Compreendi que o dever da cortesia me ordenava entrar no jogo.
Joguei pois e ganhei a principio; mas em breve a fortuna mudou e perdi não só quanto ganhara, como todo dinheiro que na carteira levava.
Consolei-me do prejuízo, observando que o meu amigo Damião fora de todos o que mais lucrara com as minhas perdas, que se elevaram a quinhentos mil-réis.
Quando não tive mais dinheiro para perder, deixei o jogo, e como as senhoras já se haviam recolhido, sai, e saiu comigo um outro jogador infeliz, que deixara aos carteadores do lansquenê o duplo do que me custara a minha curiosidade.
— São gatunos, arranjadores de maço, são refinados ladrões! disse-me ele.
— Para que tal suspeita? respondi; queixemo-nos da fortuna adversa; eu observei e estudei com escrupuloso cuidado todos aqueles jogadores, e posso assegurar que são homens honrados, e que jogaram com exemplar lisura, e nem o meu amigo Damião seria capaz de trazer-me a uma casa que não fosse muito moralizada e honesta.
— Damião?!!! ora é boa! esse é conhecido como trapaceiro e gatuno de profissão.
Coraram-me as faces, e irritado perguntei:
— Em tal caso como se explica a sua condescendência, jogando com semelhante homem?

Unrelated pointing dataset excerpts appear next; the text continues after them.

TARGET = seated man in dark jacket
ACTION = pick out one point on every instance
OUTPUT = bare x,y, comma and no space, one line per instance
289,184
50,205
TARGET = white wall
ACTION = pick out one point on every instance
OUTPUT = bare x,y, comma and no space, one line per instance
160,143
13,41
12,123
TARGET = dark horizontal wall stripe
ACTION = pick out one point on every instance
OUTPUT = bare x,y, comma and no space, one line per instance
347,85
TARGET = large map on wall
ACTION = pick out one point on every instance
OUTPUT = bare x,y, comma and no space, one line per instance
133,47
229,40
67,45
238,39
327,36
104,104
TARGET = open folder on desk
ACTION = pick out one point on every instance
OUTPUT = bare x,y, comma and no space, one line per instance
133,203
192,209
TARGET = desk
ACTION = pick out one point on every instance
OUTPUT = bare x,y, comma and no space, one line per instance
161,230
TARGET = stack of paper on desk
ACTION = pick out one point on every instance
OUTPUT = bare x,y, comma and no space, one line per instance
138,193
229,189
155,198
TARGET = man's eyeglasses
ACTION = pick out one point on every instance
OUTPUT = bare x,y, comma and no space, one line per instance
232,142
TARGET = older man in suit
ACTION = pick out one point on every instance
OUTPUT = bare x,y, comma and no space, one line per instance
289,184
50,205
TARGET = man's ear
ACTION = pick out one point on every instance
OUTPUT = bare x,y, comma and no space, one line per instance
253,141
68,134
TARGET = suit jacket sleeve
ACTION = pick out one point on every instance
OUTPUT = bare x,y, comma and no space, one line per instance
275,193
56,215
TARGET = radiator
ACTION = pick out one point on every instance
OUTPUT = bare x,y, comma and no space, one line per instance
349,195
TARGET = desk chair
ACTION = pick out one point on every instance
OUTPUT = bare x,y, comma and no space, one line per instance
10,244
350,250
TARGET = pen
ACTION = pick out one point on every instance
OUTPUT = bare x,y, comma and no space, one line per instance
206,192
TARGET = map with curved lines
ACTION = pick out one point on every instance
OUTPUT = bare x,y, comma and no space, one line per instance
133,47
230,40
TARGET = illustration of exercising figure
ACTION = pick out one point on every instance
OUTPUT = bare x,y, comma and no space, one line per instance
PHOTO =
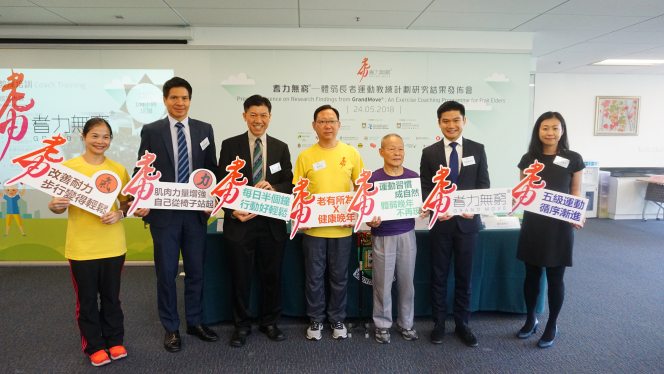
12,196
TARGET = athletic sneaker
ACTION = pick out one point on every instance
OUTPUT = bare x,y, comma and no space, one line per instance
339,330
100,358
382,335
314,330
408,334
117,352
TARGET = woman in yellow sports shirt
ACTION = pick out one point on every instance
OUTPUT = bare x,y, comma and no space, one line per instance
96,251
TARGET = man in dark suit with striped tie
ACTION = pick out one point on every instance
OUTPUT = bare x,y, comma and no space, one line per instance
182,145
246,236
453,235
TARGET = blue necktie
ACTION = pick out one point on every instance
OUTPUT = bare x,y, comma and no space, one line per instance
183,155
454,163
258,162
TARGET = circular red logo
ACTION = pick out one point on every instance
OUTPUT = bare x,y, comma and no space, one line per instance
203,179
106,183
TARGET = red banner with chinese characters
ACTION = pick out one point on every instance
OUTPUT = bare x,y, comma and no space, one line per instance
234,193
42,171
531,195
438,200
149,192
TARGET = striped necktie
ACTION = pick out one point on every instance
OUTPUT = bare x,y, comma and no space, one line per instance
183,155
454,163
258,162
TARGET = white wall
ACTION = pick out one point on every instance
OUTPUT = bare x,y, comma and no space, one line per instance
574,95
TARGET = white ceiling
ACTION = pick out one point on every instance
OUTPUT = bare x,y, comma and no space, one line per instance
568,35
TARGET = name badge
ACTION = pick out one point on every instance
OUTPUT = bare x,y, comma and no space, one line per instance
319,165
275,168
205,143
560,161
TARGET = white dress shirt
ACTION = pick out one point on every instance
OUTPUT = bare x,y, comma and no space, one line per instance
174,137
252,145
448,150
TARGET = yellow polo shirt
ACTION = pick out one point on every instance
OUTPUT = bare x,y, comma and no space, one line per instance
343,165
87,237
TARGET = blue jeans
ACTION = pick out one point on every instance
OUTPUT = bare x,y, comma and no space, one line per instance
319,253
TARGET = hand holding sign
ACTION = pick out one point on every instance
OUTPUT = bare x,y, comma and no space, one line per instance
362,203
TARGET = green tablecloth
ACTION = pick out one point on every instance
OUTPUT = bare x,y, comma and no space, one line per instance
497,279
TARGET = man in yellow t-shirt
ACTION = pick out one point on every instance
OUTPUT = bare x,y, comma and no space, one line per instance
330,166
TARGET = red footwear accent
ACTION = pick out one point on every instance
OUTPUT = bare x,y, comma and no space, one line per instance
117,352
100,358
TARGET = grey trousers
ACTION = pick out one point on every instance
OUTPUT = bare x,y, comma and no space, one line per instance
394,254
319,253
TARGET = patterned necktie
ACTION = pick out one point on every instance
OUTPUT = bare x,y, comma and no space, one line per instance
454,163
183,155
258,162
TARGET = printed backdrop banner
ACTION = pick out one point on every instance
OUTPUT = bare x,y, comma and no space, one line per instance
397,199
376,93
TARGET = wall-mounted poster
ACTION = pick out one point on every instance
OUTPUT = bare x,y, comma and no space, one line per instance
617,115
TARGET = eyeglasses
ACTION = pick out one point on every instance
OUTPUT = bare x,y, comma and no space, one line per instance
263,116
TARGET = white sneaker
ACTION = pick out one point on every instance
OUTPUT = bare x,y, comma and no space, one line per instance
382,335
339,330
408,334
314,330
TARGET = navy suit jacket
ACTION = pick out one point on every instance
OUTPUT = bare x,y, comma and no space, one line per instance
473,177
156,138
282,181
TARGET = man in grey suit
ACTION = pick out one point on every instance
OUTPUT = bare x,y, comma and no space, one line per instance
182,145
453,234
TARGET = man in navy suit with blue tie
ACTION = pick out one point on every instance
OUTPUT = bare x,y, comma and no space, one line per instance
182,145
453,234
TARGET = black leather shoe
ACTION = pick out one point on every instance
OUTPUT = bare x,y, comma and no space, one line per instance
203,333
272,332
438,333
467,336
239,338
172,341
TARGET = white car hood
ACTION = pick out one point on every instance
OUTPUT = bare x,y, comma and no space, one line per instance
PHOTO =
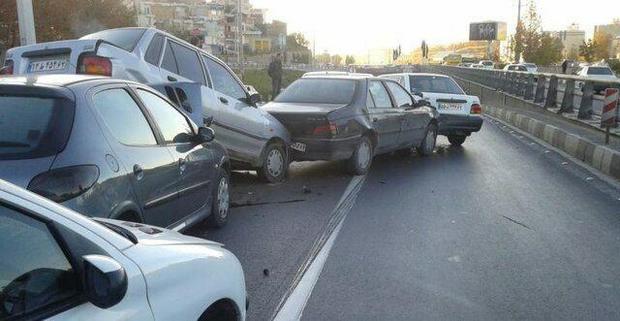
153,236
469,100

— Tem razão, tornou-me ele; tem mil vezes razão; mas eles sabem atrair e endoidecer os mancebos inexperientes, como nós, com a paixão do jogo que é fatal, e com os belos olhos dessas duas sereias, que uma toca, outra canta, e ambas servem ao vício.
— Que está dizendo? que calúnia!... duas senhoras pudicas, recatadas! . . .
O meu companheiro de infelicidade ao jogo desatou estrepitosa gargalhada, e depois exclamou sem baixar a voz:
— O senhor é ainda mais simples do que eu! Tenha cuidado...
— A esposa, e a cunhada...
— Não há esposa, nem cunhada, fique-o sabendo, e não torne mais a esta casa maldita. Essas duas mulheres são também cartas do jogo aladroado, são damas dos baralhos do lansquenê, e ganham sua quota ou porcentagem do barato que rende o jogo em cada noite, além dos lucros das conquistas que fazem, namorando os tolos como eu.
E assim dizendo, o jogador infeliz retirou-se apressado.
Eu também encaminhei-me para a minha casa, meditando sobre a injustiça dos homens.
Aquele jogador irritado pelos prejuízos que tivera, não hesitara em caluniar os perclaríssimos cavalheiros com quem acabava de jogar, e duas jovens senhoras, tipos de delicadeza, de fina educação, e de virtudes sem mancha, conforme eu a vi, amei, e adorei pela visão do bem.
No jogo alguém havia de perder, e alguém havia de ganhar.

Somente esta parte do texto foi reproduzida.